Senate Democrats have announced that the impeachment trial of former President Donald Trump will begin in two weeks, leaving time to confirm President Joe Biden’s cabinet as part of a deal with the GOP leadership.
Trump’s trial will begin the week of February 8, the newly minted Senate Majority Leader Chuck Schumer (D-New York) announced on Friday.
Earlier in the day, mainstream media outlets reported that the articles of impeachment would be sent over by the House of Representatives on Monday and that Schumer had rejected the request from Senate Minority Leader Mitch McConnell (R-Kentucky) to schedule the trial in two weeks and give the Republicans time to approve Biden’s nominees first.
According to a schedule posted by Politico’s congressional correspondent, the trial would actually start on February 9, a few days earlier than McConnell requested, but the former majority leader was “happy” nevertheless.
Impeachment schedule:Jan. 25: Exhibition of articleJan. 26: Swearing in of senators, issuance of summonsFeb. 2: President’s answer to article, House’s pre-trial briefFeb. 8: President’s pre-trial brief Feb. 9: Due date for House’s pre-trial rebuttal brief … trial begins
— Burgess Everett (@burgessev) January 22, 2021
“This is a win for due process and fairness,” McConnell’s press secretary Doug Andres told Politico.
The House of Representatives voted to impeach Trump with less than a week left in his term in office, accusing him of “inciting an insurrection” on January 6, when a crowd of his supporters broke into the Capitol and interrupted the joint session of Congress meeting to certify Democrat Joe Biden as the next president.
The final vote was 232-197, with ten Republicans breaking ranks to join the Democrats in voting to impeach the president. Four Republicans did not vote. Not a single Democrat voted against.

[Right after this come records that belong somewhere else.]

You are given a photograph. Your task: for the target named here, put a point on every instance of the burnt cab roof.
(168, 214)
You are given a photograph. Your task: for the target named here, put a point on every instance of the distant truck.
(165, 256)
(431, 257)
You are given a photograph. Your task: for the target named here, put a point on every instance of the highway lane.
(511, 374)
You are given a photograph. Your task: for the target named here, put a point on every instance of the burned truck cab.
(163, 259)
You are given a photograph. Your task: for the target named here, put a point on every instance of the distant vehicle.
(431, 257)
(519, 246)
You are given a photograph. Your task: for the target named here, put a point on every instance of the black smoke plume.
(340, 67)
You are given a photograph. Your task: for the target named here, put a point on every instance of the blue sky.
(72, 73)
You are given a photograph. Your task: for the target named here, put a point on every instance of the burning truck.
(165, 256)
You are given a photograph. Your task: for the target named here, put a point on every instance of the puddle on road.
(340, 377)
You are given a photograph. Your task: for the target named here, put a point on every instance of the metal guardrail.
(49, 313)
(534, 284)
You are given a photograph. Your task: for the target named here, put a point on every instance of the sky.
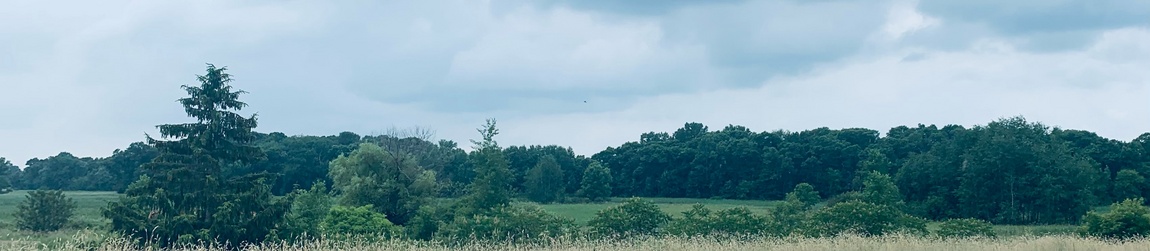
(89, 77)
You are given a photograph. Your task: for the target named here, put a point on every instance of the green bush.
(961, 228)
(308, 210)
(702, 221)
(359, 221)
(44, 211)
(864, 219)
(521, 223)
(1125, 220)
(633, 218)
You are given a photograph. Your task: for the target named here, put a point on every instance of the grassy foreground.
(845, 243)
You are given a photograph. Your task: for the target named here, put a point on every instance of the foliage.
(596, 183)
(702, 221)
(545, 181)
(44, 211)
(805, 195)
(1126, 219)
(198, 189)
(634, 217)
(1128, 184)
(491, 188)
(879, 189)
(359, 221)
(963, 228)
(391, 183)
(861, 218)
(308, 208)
(1016, 172)
(9, 176)
(428, 220)
(792, 213)
(512, 223)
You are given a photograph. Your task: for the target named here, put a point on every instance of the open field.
(583, 212)
(846, 243)
(90, 223)
(89, 205)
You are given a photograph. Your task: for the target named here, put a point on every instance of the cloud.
(1043, 25)
(92, 77)
(1091, 89)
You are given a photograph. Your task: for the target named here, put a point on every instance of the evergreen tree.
(545, 181)
(196, 190)
(596, 182)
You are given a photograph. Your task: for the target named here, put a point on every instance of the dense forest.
(1009, 170)
(217, 179)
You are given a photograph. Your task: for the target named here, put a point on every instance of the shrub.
(961, 228)
(1125, 220)
(702, 221)
(864, 219)
(308, 210)
(633, 218)
(512, 223)
(358, 221)
(44, 211)
(428, 220)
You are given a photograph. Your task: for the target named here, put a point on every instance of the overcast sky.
(92, 76)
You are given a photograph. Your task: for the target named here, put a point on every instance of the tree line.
(216, 175)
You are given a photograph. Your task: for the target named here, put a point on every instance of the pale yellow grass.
(845, 243)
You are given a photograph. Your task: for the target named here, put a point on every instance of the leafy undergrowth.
(92, 241)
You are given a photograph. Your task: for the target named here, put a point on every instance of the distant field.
(87, 207)
(674, 206)
(90, 222)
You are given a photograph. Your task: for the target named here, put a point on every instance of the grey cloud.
(1043, 25)
(636, 7)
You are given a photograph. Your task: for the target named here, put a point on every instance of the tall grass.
(845, 243)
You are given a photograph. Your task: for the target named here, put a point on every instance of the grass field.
(843, 243)
(674, 206)
(89, 225)
(87, 207)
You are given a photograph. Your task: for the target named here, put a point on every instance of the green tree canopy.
(545, 181)
(193, 190)
(373, 176)
(491, 187)
(596, 182)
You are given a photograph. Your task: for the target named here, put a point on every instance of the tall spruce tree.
(192, 191)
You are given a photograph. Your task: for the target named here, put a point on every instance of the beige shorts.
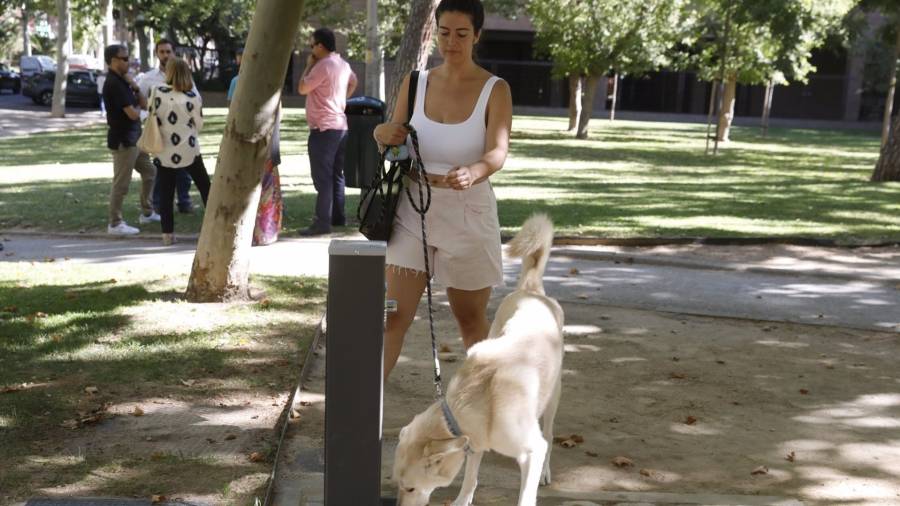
(463, 234)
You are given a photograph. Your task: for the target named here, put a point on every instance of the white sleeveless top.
(446, 146)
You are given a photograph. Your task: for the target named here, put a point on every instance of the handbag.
(378, 205)
(151, 141)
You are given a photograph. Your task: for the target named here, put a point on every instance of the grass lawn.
(116, 387)
(631, 179)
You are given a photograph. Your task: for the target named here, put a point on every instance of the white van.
(31, 65)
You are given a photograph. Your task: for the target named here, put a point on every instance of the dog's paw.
(545, 477)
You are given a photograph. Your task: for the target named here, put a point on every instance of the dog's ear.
(437, 449)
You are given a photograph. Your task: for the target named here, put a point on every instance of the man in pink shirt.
(327, 82)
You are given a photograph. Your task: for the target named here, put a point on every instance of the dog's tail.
(532, 244)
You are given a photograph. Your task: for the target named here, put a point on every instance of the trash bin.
(361, 155)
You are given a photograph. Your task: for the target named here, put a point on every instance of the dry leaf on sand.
(622, 462)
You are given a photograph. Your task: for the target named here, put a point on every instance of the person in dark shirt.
(123, 101)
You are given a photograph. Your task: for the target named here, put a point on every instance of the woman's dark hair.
(325, 37)
(113, 51)
(473, 8)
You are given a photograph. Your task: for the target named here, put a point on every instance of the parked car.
(31, 65)
(84, 62)
(81, 88)
(9, 79)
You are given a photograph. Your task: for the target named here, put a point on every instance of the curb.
(557, 241)
(291, 404)
(630, 258)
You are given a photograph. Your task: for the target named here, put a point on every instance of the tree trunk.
(767, 107)
(109, 23)
(713, 97)
(63, 46)
(888, 166)
(414, 47)
(615, 96)
(575, 91)
(587, 105)
(143, 46)
(889, 102)
(222, 262)
(726, 115)
(26, 35)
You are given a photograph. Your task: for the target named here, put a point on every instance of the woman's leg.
(197, 170)
(166, 178)
(404, 286)
(470, 310)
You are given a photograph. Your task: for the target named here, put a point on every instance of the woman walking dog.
(463, 116)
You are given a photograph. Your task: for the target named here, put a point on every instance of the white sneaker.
(121, 229)
(149, 219)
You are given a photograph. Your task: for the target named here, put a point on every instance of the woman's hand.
(461, 178)
(391, 134)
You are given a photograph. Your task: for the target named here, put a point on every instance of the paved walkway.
(20, 116)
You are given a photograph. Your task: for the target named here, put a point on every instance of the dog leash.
(417, 167)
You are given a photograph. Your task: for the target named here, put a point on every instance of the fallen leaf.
(622, 462)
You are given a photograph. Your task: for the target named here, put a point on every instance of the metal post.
(374, 64)
(353, 373)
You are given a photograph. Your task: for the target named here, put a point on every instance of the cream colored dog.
(494, 401)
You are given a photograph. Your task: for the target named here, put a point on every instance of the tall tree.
(760, 42)
(221, 265)
(888, 166)
(591, 38)
(63, 48)
(414, 47)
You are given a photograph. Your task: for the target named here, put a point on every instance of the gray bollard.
(353, 370)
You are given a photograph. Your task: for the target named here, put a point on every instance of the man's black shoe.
(313, 231)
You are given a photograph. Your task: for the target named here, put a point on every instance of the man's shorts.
(463, 234)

It was the second time the Democrats impeached Trump, having done so in December 2019, only for the Republican-controlled Senate to acquit him at trial in January 2020.
While the principal purpose of impeachment – to remove a sitting president from office – is now moot, the Democrats have discussed invoking the provisions of the 14th Amendment to prevent him and his supporters from ever holding office again. The amendment was part of measures adopted after the 1861-65 Civil War to punish “rebel” states who tried to separate and establish an independent Confederacy.
“The remedies of the 14th Amendment certainly may be appropriate for someone who incites an insurrection as Donald Trump did,” Sen. Richard Blumenthal (D-Connecticut) was quoted as saying by the Hill.
His colleague Tim Kaine (D-Virginia), Hillary Clinton’s running mate in 2016, described it as an idea “people are contemplating in the accountability space,” adding that he just wants the Senate “to choose a path that maximizes focus on the Biden-Harris agenda.”
Many Republicans, however, see the impeachment as a vindictive and pointless persecution of Trump, who had condemned the unrest at the Capitol and peacefully left power, recognizing Biden as the president.
Republicans in his home county in Kentucky voted unanimously to censure McConnell earlier this week, saying that his denunciation of Trump in the Senate was “not consistent with what he promised us when he was running for re-election.”